The Church: Keep her pure, ban rock music

David Wilkerson was passionate about the purity of the church. As such he was an enemy of rock music. He once went to a Christian rock music and was so incensed he tried to stop it. He believed rock music was of the devil and lambasted pastors who allowed it as being men who were soft on sin. He dismissed the idea that Christian rock music had anything to do with spirituality, and bluntly said it was to do with money. Christian rock sells, so the artists and retailers cater ‘to the whims and desires of carnal Christianity.

The Church: Spurn the prosperity Gospel.

David Wilkerson loathed the prosperity Gospel. Without hesitation he called prosperity preachers wolves who steal from the poor and the needy, and preach the doctrines of demons. In one sermon he specifically referred to a famous preacher who had publicly cursed any man who spoke against his ministry and who had said that Jesus was going to come to one of his meetings in the flesh. David Wilkerson called this blasphemy. If you want to find out who this man was just google in English, ‘curse any man who speaks against this ministry’. Just one famous name comes up.

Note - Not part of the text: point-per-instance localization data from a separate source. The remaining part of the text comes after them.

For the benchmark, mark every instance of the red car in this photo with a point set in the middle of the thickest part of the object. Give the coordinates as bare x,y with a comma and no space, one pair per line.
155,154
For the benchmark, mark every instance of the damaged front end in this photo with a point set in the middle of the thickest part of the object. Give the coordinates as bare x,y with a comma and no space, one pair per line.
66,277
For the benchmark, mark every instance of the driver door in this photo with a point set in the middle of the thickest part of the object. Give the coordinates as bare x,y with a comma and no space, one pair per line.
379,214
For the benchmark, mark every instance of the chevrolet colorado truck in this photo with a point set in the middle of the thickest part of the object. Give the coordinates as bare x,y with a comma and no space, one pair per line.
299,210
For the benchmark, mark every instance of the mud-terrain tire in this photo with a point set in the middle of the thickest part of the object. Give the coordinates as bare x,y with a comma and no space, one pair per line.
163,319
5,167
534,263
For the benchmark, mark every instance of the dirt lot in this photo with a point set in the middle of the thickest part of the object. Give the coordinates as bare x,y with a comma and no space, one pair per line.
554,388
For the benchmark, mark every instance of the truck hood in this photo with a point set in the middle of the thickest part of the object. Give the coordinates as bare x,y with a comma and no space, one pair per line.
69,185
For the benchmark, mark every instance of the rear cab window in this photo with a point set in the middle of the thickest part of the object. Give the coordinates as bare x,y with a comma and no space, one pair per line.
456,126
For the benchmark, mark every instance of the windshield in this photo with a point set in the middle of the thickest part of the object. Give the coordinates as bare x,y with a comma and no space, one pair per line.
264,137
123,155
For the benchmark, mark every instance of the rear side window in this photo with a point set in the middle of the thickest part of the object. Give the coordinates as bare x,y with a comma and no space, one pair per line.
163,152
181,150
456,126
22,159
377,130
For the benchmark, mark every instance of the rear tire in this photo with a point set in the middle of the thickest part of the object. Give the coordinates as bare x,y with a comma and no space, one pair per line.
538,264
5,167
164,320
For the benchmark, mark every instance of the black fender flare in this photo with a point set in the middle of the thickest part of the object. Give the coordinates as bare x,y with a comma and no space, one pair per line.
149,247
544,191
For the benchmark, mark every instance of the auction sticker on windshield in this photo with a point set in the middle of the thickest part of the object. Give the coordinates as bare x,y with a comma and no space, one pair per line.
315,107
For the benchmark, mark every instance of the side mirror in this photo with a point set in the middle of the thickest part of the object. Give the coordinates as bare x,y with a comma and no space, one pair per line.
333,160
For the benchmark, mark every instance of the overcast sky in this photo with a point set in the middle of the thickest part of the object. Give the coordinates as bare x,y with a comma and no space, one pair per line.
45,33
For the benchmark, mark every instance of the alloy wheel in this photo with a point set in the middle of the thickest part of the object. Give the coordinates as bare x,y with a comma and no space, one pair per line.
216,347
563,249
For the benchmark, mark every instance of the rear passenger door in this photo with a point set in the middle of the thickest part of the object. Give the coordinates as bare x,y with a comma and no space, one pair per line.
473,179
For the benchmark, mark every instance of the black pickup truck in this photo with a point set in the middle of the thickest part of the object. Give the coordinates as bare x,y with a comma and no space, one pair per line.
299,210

The coming judgement: Warnings

David Wilkerson’s passion for the church’s purity, hostility to the prosperity Gospel, and challenge for Christians to live flat out for holiness come in the context of judgement. David Wilkerson is not that type of Christian prophet who makes money claiming to know how the world is going to end. He is more like an Old Testament prophet, insisting that there will be disaster without repentance. Back in 1973 he believed he saw five calamities coming on the world which he described in a book called ‘The Vision.’ Some might say the prophecies were a bit general, but one cannot accuse Wilkerson of being a false prophet.. He said there would be economic confusion that would impact the whole world; that natural disasters would be more frequent; that people could see explicit pornography on TV in their own homes; that teenage rebellion against parents would escalate; and persecution against Christians increase. All these calamities have happened. Warnings from true men of God should be taken seriously.

There is more for Iranians to learn from David Wilkerson, but even if one or two of the above lessons were put into practice, there could be revival in the Persian speaking church.

THE MEMORY OF THE RIGHTEOUS WILL BE A BLESSING

David Wilkerson was ministering till his seemingly untimely death on Wednesday April 27th when his car veered over to the left while crossing the Neches River Bridge about 100 miles from Dallas and had a head on collision with a tractor trailer. As news of his death spread, tributes poured in as hundreds of thousands around the world remembered the blessing of his ministry, including this writer. who read ‘The Cross and The Switchblade’ as a child and realized Jesus really was alive. David Wilkerson had sowed a seed that six years later struggled through in a heart that was completely lost.

And his ministry will continue to be a blessing as drug addicts are released through Teen Challenge, orphans are cared for, victims of sex abuse are restored, sinners hear the Gospel, and the church, through David Wilkerson’s books, blogs and sermons, is challenged to remain pure

Even on the day of his death, in a blog that was uncannily prophetic, David Wilkerson’s words will continue to encourage. He wrote:

To those going through the valley and shadow of death, hear this word: Weeping will last through some dark, awful nights—and in that darkness you will soon hear the Father whisper, “I am with you. I cannot tell you why right now, but one day it will all make sense. You will see it was all part of my plan. It was no accident.